Thom Gunn, in a blurb on the paperback cover, connects Powell to Richard Crashaw, which intrigued me and focused my attention as I read on anything that seemed 17th century-Anglo-baroque. Sure enough, there's a striking conceit in the first poem, where the speaker's mouth becomes a "tiny neon lounge," and some nifty verbal juggling in the second ("homilies and hominy and decidedly no harmony"). Sometimes the nifty verbal juggling opens up chasms, as in this phrase, the speaker's answer to the question of when he caught HIV, which sketches an arch bridging the pre-Stonewall and post-Stonewall eras of gay life: "sometime between the day lady day died and the day lady di died."
The middle section, "Filmography," is a biography (possibly auto-) in thirteen poems, each in the key, so to speak, of a particular film: "Hook," "Ode to Billie Joe," "My Own Private Idaho," "Fantastic Voyage," "My Beautiful Laundrette," and so on. This is a wonderful sequence -- Powell does a pas de deux with the conventions of camp, letting Hollywood serve as lens on key episodes of a life, yet Powell is leading, not being led, and he makes every swirl and flourish count. To my own surprise, I kept thinking of the Hill's "Mercian Hymns" in this section -- it's that good.
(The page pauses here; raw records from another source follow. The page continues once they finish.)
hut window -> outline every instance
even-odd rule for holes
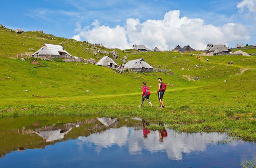
[[[63,55],[65,54],[65,52],[61,52],[61,51],[59,51],[59,54],[61,55]]]

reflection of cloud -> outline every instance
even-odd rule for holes
[[[92,134],[88,137],[78,137],[78,139],[86,143],[94,143],[96,146],[104,148],[109,147],[112,145],[122,147],[127,141],[129,129],[123,127],[109,129],[102,133]]]
[[[46,142],[52,142],[58,139],[63,139],[64,136],[65,136],[68,132],[70,131],[71,129],[72,129],[72,128],[64,132],[62,132],[61,130],[60,129],[56,130],[35,131],[35,133],[46,139]]]
[[[94,144],[98,152],[102,147],[108,148],[113,145],[119,147],[127,145],[130,154],[140,154],[143,149],[151,152],[165,151],[169,158],[180,160],[183,153],[203,151],[212,141],[216,143],[227,137],[225,134],[216,132],[178,133],[172,130],[167,130],[167,132],[168,136],[164,137],[162,143],[159,142],[158,131],[151,131],[147,138],[144,138],[142,130],[135,131],[132,128],[125,127],[107,130],[102,133],[89,137],[79,137],[78,139],[86,144]]]

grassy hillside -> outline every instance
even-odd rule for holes
[[[119,65],[124,56],[127,60],[144,58],[155,68],[172,69],[172,73],[118,74],[82,63],[13,59],[17,53],[29,51],[28,48],[39,49],[44,43],[61,43],[72,54],[96,60],[114,49],[39,32],[17,34],[1,28],[0,35],[0,117],[139,117],[162,121],[177,130],[227,131],[234,136],[255,141],[255,56],[201,57],[199,60],[190,53],[115,49]],[[101,51],[93,54],[99,50]],[[32,61],[40,66],[32,64]],[[228,61],[233,61],[234,65],[228,65]],[[195,80],[196,76],[200,79]],[[159,77],[169,84],[164,97],[164,109],[157,107],[155,95]],[[146,104],[143,108],[137,107],[143,81],[152,86],[152,108]]]
[[[252,45],[248,45],[248,46],[245,46],[241,49],[233,49],[232,50],[232,52],[234,52],[238,50],[241,50],[242,51],[247,52],[247,53],[256,53],[256,48],[252,48]]]

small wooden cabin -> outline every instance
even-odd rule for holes
[[[161,50],[158,48],[157,48],[157,47],[155,47],[154,49],[153,49],[152,50],[153,51],[154,51],[154,52],[160,52]]]
[[[153,71],[153,67],[146,63],[143,59],[129,61],[124,65],[124,68],[136,72],[152,72]]]
[[[102,57],[98,62],[96,64],[97,65],[109,67],[110,68],[117,68],[118,65],[109,56]]]
[[[45,43],[39,50],[34,52],[32,57],[49,58],[72,58],[73,57],[59,45]]]
[[[244,44],[240,43],[237,44],[237,45],[234,47],[234,48],[240,48],[244,47]]]
[[[220,55],[229,53],[231,49],[227,47],[224,43],[208,44],[204,49],[206,53],[212,53],[214,55]]]
[[[195,51],[196,50],[191,48],[189,45],[186,45],[181,49],[181,51],[182,52],[191,52]]]
[[[144,45],[137,45],[134,44],[133,45],[132,49],[137,49],[142,51],[151,51],[151,50],[146,47]]]
[[[174,52],[179,52],[180,51],[182,48],[179,45],[177,45],[174,49],[173,49],[172,50]]]

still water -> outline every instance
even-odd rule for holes
[[[153,131],[138,118],[54,117],[0,119],[0,167],[240,167],[255,159],[254,143],[226,134]]]

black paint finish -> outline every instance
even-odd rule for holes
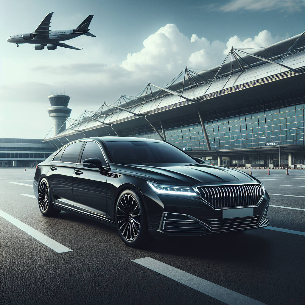
[[[219,231],[219,230],[213,231],[205,228],[195,234],[190,232],[183,232],[183,234],[179,232],[167,232],[160,228],[162,217],[167,213],[186,214],[195,217],[199,222],[210,224],[211,220],[214,220],[221,222],[223,226],[226,225],[227,223],[225,222],[228,221],[228,224],[226,231],[233,229],[230,228],[231,222],[238,222],[239,220],[233,220],[230,222],[231,220],[222,220],[222,210],[214,208],[205,201],[199,193],[197,196],[194,196],[179,194],[160,195],[150,188],[148,181],[161,185],[191,188],[191,189],[192,187],[195,190],[196,187],[213,184],[221,185],[222,184],[261,184],[259,180],[245,173],[230,168],[200,164],[188,156],[183,160],[190,160],[190,163],[114,163],[107,149],[107,142],[117,142],[116,146],[117,148],[120,142],[126,143],[126,141],[134,143],[132,145],[136,147],[141,146],[140,142],[144,143],[144,145],[145,142],[160,142],[140,138],[108,137],[81,139],[69,143],[66,145],[68,148],[72,145],[74,148],[79,147],[78,152],[77,149],[70,150],[73,151],[74,156],[77,155],[76,162],[79,163],[52,161],[56,152],[53,156],[40,163],[34,179],[35,195],[37,192],[37,185],[40,179],[45,177],[50,182],[56,207],[61,208],[61,207],[63,210],[79,214],[82,213],[85,217],[108,222],[113,225],[115,218],[114,207],[119,196],[124,190],[131,189],[138,194],[144,204],[150,234],[160,237],[186,235],[197,235],[214,233],[216,231]],[[87,144],[82,145],[84,142],[90,143],[88,147]],[[162,142],[162,145],[170,145],[169,150],[178,150],[178,155],[181,155],[181,152],[185,153],[169,144]],[[149,146],[150,147],[153,145],[150,144]],[[167,146],[165,147],[166,149]],[[94,148],[92,156],[89,149],[90,147]],[[123,151],[124,147],[123,146],[122,147]],[[86,147],[87,147],[86,150]],[[84,149],[86,150],[84,157],[87,158],[96,157],[98,152],[100,154],[99,150],[100,149],[101,152],[99,156],[101,158],[104,156],[103,160],[106,162],[103,167],[99,169],[88,168],[84,167],[80,163],[83,159],[82,155],[83,152],[85,152]],[[63,156],[65,153],[66,154],[67,151],[66,149]],[[118,153],[117,155],[117,162],[118,156],[120,155]],[[136,160],[142,160],[141,158],[137,159],[138,157],[136,156]],[[56,168],[56,170],[51,170],[51,167]],[[254,207],[253,217],[255,216],[257,221],[256,227],[268,225],[265,211],[269,204],[269,196],[265,192],[259,204]],[[240,220],[244,222],[245,221],[244,218]],[[234,229],[238,229],[238,226],[235,225]]]

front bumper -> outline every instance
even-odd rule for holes
[[[265,192],[259,204],[254,207],[253,216],[224,219],[222,209],[216,210],[201,205],[201,208],[198,208],[198,206],[192,208],[186,206],[185,202],[184,206],[180,206],[175,210],[164,203],[158,227],[157,229],[149,230],[149,233],[160,237],[200,236],[263,228],[269,225],[267,214],[269,201],[269,196]]]

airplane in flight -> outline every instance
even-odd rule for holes
[[[34,45],[35,50],[42,50],[46,46],[48,50],[55,50],[57,47],[81,50],[82,48],[79,49],[60,41],[72,39],[81,35],[96,37],[89,32],[90,29],[88,28],[93,15],[89,15],[76,29],[52,31],[49,29],[49,28],[50,27],[51,18],[54,13],[53,12],[48,14],[34,32],[13,35],[9,37],[6,41],[16,44],[17,47],[22,43]]]

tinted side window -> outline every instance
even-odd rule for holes
[[[62,162],[76,163],[79,150],[83,143],[83,142],[77,142],[68,145],[63,154],[60,161]]]
[[[57,154],[55,156],[55,158],[54,158],[53,160],[53,161],[59,161],[60,160],[60,157],[61,157],[63,155],[63,152],[65,150],[64,148],[63,148],[62,149],[61,149],[57,153]]]
[[[107,166],[103,153],[98,144],[94,142],[87,142],[81,156],[82,162],[91,158],[98,158],[102,162],[103,166]]]

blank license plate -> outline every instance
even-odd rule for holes
[[[222,219],[249,217],[253,216],[253,208],[242,208],[241,209],[227,209],[223,210]]]

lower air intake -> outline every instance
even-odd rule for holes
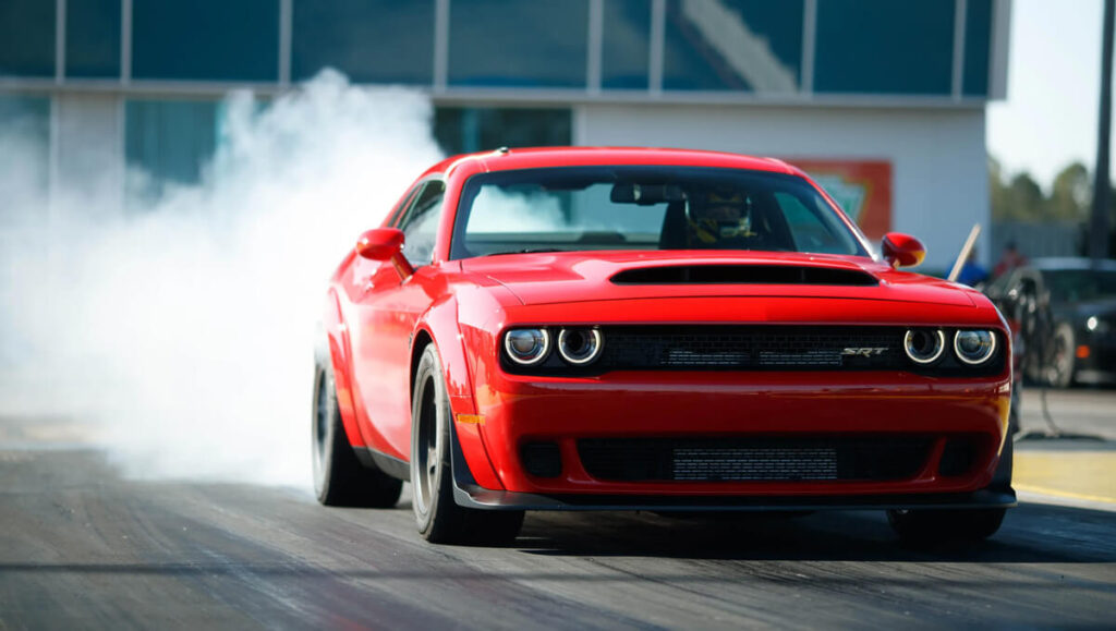
[[[583,439],[585,470],[618,481],[901,480],[925,466],[930,437]]]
Since Dante, every trilogy has to end up in heaven, so "Bibliography," the closing section, is all-stops-out Crashaw. Talk about camp -- there's a certain vein of English literary queerness, ranging from the sublime to the ridiculous to the sublimely ridiculous (Newman, Pater, Hopkins, Wilde, "Baron Corvo," Firbank), that loves Roman Catholic ritual and iconography, or High Church Anglican dilutions of the same (Eliot, Auden), and Powell has decided to try it on. The first poem in this section is addressed to Mary -- that is, the BVM (is Powell evoking archaic gay slang here? One wouldn't put it past him). The poem seems dipped rather too long in the language of the aesthetes of the 1890s ("the fine seric of the east was brought to me / soft and unfinished. dyed in the tyrian manner // of purpura and janthina the violet snail." We'll have two more bowls of absinthe, please). Then in the next poem we seem in full pursuit of the eccentricities of Cardinal Pirelli: "tanned youths track his scent."
But Powell can make even this work. The third poem in this section, "he tastes the air with his tongue, his eyes a gory kitling," blends John's baptism of Jesus with a man's tending to his ill or dying beloved and is the strongest thing in the book. The succeeding pieces are very nearly as strong, and "Bibliography" ends up as a powerful conclusion to a powerful book.
I really should read Lunch. But then there's a new one, too... Chronic. Sometimes it seems there's just too much good stuff out there to read.